Bubur ayam is rice porridge with chicken and we’ve covered it before. But this here Jakarta Globe article on Jakarta’s best bubur (rice porridge) may need to bookmark or print. It’s one of a kind. Firstly, it covers various parts of the city. Second, it’s in English. But Jak is a big place. So if you’re looking for specialty bubur or looking for it off the beaten track, then you may require the five page listing of doable Jakarta bubur ayam at Kaskus (in Indonesian).
Bubur is labor intensive — not the same as throwing a couple scoops of nasih putih in a hot wok and adding goopedyy-goop and shreddy-shreds to taste. But for every 15 or 20 itinerant nasi goreng lads there is a proper bubur bapak out there who really knows his rice. Finding these guys is part of the fun. And then you have to ferret out just what it is they’re calling bubur ayam, as not everyone agrees on what tastes best. Not even close. For example, why would you put an egg in there?
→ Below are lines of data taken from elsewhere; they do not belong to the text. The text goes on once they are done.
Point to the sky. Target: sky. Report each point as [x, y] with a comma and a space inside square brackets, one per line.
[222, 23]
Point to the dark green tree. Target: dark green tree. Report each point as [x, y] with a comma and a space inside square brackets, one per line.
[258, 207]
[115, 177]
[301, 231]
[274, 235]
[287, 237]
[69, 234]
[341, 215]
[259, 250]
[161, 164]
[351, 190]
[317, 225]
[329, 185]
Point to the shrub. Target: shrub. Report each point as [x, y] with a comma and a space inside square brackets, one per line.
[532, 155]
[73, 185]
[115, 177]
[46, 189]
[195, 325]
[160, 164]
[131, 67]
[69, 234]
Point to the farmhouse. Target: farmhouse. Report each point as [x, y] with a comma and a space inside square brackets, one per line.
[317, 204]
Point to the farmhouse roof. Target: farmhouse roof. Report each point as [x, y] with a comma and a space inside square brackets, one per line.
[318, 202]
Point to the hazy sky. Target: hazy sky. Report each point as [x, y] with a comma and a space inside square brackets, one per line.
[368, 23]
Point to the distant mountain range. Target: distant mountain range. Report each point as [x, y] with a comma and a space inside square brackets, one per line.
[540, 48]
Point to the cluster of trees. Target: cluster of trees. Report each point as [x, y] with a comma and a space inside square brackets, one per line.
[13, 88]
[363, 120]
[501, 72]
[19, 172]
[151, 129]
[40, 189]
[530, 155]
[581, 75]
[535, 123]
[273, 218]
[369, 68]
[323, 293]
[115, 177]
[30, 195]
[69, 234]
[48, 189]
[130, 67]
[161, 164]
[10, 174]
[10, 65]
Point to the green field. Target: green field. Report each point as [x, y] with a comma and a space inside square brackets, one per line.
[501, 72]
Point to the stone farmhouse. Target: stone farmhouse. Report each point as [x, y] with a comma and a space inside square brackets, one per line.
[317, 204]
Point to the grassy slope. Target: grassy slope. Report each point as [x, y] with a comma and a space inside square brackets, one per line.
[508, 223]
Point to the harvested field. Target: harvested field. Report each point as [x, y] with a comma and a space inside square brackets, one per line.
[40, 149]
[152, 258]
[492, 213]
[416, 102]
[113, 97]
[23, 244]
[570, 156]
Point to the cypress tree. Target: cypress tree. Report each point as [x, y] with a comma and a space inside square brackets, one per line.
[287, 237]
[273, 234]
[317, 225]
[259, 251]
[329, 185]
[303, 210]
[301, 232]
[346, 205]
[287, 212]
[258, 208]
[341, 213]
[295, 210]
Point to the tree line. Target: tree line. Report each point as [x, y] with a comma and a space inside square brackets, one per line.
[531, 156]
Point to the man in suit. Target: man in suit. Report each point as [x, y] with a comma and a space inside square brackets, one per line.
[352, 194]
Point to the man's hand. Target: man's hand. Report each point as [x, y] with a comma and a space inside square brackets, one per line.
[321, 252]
Few folks, I presume, are allergic to rice porridge or even harbor a (legitimate) dislike for it. (Granted, it sounds kinda weird. You just have to try it.) It’s great for breakfast, but also lovely after a hard night of clubbing. If you can avoid the temptation to dump soy sauce, chili sauce onions, and meat into your porridge, then it’s a great antidote for street food blues (the result of not checking the Internet before you check the street).
The boober is your 24/7 Jakarta “safe” street food solution.